On August 29, 2013, New Jersey Governor Chris Christie signed into law Assembly bill no. 2878 (fourth reprint), which prohibits employers from asking or insisting that their employees provide access to their personal social networking accounts. New Jersey is the thirteenth state to enact some form of employee social media networking legislation.
Once the law goes into effect, New Jersey employers will no longer be able, subject to exceptions described below, to ‘request or require’ employees or job applicants to turn over their account logins, disclose account content, or sign a waiver of any rights under the statute. (Section 7 of the statute says its effective date is the ‘first day of the fourth month following enactment.’ Because the bill was signed on 8/29/13, December 1, 2013 is probably that day (December 29th will be the ‘fourth month’ after passage). At the latest, the law will take effect on January 1, 2014). Any such waiver will be void. Nor may employers discipline employees or refuse to hire applicants based on their refusal to provide account access or content, or for reporting violations.
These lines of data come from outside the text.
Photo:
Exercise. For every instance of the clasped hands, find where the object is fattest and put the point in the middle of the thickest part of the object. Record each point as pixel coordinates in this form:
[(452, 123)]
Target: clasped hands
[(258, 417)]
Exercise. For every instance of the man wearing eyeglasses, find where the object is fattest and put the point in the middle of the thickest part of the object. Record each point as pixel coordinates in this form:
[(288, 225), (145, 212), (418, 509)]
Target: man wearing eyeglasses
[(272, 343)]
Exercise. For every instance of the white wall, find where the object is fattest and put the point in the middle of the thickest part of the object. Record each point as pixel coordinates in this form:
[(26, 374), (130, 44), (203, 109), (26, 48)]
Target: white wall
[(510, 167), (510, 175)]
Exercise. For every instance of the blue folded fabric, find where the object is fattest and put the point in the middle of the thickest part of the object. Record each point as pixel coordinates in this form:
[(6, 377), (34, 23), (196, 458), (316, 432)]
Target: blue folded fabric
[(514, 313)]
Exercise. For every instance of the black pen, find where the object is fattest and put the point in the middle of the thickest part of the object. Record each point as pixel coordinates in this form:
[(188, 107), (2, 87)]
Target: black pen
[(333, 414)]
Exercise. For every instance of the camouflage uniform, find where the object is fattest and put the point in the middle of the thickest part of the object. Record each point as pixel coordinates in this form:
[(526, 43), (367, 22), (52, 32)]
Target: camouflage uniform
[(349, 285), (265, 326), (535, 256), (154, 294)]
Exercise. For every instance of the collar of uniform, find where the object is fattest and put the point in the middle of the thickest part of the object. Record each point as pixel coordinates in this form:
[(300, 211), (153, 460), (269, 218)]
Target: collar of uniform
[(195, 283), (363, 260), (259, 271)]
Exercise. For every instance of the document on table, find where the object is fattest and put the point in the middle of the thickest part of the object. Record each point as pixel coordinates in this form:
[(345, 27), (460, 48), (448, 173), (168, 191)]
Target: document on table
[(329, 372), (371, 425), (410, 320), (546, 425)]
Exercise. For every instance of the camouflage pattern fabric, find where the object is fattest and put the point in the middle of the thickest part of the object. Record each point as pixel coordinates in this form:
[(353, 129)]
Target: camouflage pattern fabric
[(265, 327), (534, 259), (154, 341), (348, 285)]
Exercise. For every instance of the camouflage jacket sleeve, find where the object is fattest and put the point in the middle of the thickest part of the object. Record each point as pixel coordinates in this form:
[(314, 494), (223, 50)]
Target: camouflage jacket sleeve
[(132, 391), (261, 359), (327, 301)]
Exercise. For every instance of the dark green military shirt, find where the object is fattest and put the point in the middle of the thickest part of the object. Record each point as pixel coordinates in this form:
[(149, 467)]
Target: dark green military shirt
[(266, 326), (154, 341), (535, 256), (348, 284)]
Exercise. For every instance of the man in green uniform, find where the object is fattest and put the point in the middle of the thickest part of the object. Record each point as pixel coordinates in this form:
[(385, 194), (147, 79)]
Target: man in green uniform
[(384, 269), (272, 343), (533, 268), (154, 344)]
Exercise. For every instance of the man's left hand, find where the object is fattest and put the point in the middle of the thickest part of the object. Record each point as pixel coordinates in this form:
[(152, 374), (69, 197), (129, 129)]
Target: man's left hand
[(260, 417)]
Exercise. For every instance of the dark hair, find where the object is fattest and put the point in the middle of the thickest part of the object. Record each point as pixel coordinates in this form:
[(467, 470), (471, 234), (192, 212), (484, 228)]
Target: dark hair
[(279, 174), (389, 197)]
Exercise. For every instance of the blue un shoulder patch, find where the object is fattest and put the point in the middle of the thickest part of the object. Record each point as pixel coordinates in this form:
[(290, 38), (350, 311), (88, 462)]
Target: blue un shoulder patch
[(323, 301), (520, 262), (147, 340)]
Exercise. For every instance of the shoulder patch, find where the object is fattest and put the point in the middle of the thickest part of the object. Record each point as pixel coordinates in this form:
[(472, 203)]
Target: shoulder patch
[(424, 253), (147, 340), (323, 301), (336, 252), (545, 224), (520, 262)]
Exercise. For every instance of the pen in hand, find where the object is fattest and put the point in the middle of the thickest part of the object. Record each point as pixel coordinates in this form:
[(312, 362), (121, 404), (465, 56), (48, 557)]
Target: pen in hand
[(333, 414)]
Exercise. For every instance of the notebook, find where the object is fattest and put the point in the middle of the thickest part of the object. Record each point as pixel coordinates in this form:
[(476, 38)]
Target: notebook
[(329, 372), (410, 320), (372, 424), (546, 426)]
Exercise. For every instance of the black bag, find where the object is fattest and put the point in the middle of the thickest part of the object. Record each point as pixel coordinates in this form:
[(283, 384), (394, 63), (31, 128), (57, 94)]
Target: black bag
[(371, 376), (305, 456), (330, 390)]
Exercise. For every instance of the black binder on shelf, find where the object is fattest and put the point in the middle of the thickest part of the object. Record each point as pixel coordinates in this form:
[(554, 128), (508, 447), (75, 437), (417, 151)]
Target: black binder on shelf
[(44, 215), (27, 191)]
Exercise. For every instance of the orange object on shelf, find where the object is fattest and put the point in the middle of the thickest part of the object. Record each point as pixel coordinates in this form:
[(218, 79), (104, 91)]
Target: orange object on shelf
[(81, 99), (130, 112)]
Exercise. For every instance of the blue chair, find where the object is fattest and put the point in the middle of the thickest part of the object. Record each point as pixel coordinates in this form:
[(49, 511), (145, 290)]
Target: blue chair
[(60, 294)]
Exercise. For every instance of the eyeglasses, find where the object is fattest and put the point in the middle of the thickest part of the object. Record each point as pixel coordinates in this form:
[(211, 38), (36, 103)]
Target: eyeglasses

Employers found in violation of the law are subject to civil penalties of up to $1,000 for the first violation, and up to $2,500 for each subsequent violation.
The law has plenty of concessions for employers, though. Only employees’ and applicants’ “personal” accounts are off limits. The law defines such accounts as those used “exclusively for personal communications unrelated to any business purposes of the employer,” and excludes accounts that are “created, maintained, used or accessed” by employees or applicants “for business purposes of the employer or to engage in business related communications.” Thus, accounts are fair game when employers require that employees open and use them for company business, and even arguably when an employee or applicant posts anything employer-related on his/her otherwise “personal” account.
Further, the law will not prohibit employers from complying with state or federal law, including the rules of self-regulatory organizations (i.e. NASD and FINRA). Employers may also regulate work-device and work-account usage, and may also require personal account access when the employer receives information that employees have used such accounts for work-related misconduct or to store employer proprietary assets or financial data without authorization. And employers will be free to find and use any information about employees and applicants in the public domain.
Perhaps most importantly for employers, the law only allows employees to report violations to the state Department of Labor and Workforce Development, which may then file a ‘summary proceeding.’ The fines mentioned above, if levied, go to the state, not to the complaining employees or applicants. Governor Christie conditionally vetoed the original version of the law, which allowed employees and applicants to file lawsuits for their own damages, back pay, benefits, injunctions, attorneys’ fees, and costs. The governor struck that provision without specific comment (he only commented on the exceptions for required access), and the Assembly and Senate both unanimously passed the version without the lawsuit provisions.
New Jersey’s limited remedies provisions are not uncommon. Of the thirteen states with social networking privacy laws, only Oregon’s and Washington’s statutes authorize civil lawsuits without capping damages. Other states either cap lawsuit damages at no more than $1,000, or do not authorize lawsuits, instead limiting remedies to complaints with state agencies and fairly nominal penalties. And New Jersey’s narrow definition of “personal” accounts is also consistent with most other states’ laws, which limit their reach to personal accounts either expressly or by implication.